North Bay counties will receive millions from Measure AA for essential wetland restoration projects. The allegation made by some that these counties — and Sonoma County in particular — will receive less than our fair share of the $500 million in funding is simply inaccurate. Measure AA has many built-in provisions to ensure the funds are used where they are most needed. Sonoma County has thousands of acres of wetlands restoration projects ready to go, and our projects will be highly competitive with other regions.
Of all the anti-AA arguments, the claim that the San Francisco Bsy Restoration Authority is not answerable to the public completely distorts the truth. The restoration Authority board was set up under state law and is made up entirely of local elected officials. In other words, they are the same county supervisors and city council members who we rely on and interact with every day. Each region of the bay has a designated representative on the board. The current North Bay representative is Supervisor Keith Caldwell from Napa. Our own Supervisor Susan Gorin has expressed interest in being nominated to the authority for the North Bay seat when it opens up for a term change. Measure AA also includes an additional level of openness and accountability by establishing a citizen oversight committee whose sole job is to make sure the authority is following the law and being transparent with its funding decisions.

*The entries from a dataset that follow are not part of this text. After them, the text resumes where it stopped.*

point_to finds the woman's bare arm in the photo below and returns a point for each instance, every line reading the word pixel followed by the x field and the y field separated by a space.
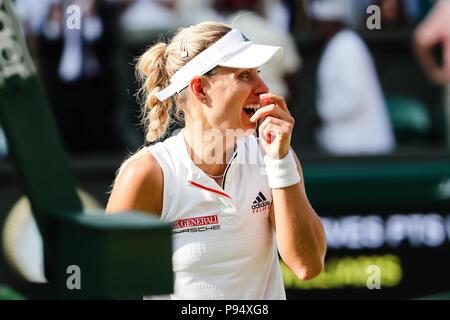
pixel 139 187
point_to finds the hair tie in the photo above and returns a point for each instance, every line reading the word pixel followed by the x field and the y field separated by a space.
pixel 183 47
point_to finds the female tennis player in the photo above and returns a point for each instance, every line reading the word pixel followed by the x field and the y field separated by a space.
pixel 233 199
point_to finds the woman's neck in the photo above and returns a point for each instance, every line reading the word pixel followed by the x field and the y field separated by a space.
pixel 209 148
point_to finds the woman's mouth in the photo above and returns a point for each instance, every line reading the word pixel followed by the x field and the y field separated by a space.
pixel 250 109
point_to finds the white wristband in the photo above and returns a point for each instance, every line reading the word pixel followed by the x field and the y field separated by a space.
pixel 282 173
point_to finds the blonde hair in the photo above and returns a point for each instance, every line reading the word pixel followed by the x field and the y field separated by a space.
pixel 154 69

Measure AA is endorsed by the most diverse coalition the Bay Area has ever seen, including local and national environmental organizations, leading businesses and organized labor and mayors and other elected officials, from Gov. Jerry Brown to Sen. Dianne Feinstein, and Reps. Jared Huffman and Mike Thompson — more than 600 groups and individuals in all. They understand Measure AA will bring us critical bay improvements for people and wildlife, and green infrastructure that will help protect our cities from flooding.

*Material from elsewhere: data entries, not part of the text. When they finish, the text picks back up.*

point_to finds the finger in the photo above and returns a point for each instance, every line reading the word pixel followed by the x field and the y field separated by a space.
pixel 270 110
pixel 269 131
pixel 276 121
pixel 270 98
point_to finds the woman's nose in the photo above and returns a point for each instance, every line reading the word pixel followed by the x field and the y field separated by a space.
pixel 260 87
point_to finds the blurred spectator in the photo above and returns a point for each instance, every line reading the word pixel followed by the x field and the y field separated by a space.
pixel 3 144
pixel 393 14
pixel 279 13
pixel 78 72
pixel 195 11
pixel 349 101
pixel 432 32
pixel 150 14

Sonoma Land Trust is campaigning hard for Measure AA because we have confidence in its safeguards and believe it is our best chance to fund the restoration of large sections of the Sonoma and northern bayshore before ocean levels rise even higher. We trust you won’t believe the scare tactics of the anti-tax groups. Please free to reach out to us if you have additional questions.
Dave Koehler is executive director of Sonoma Land Trust.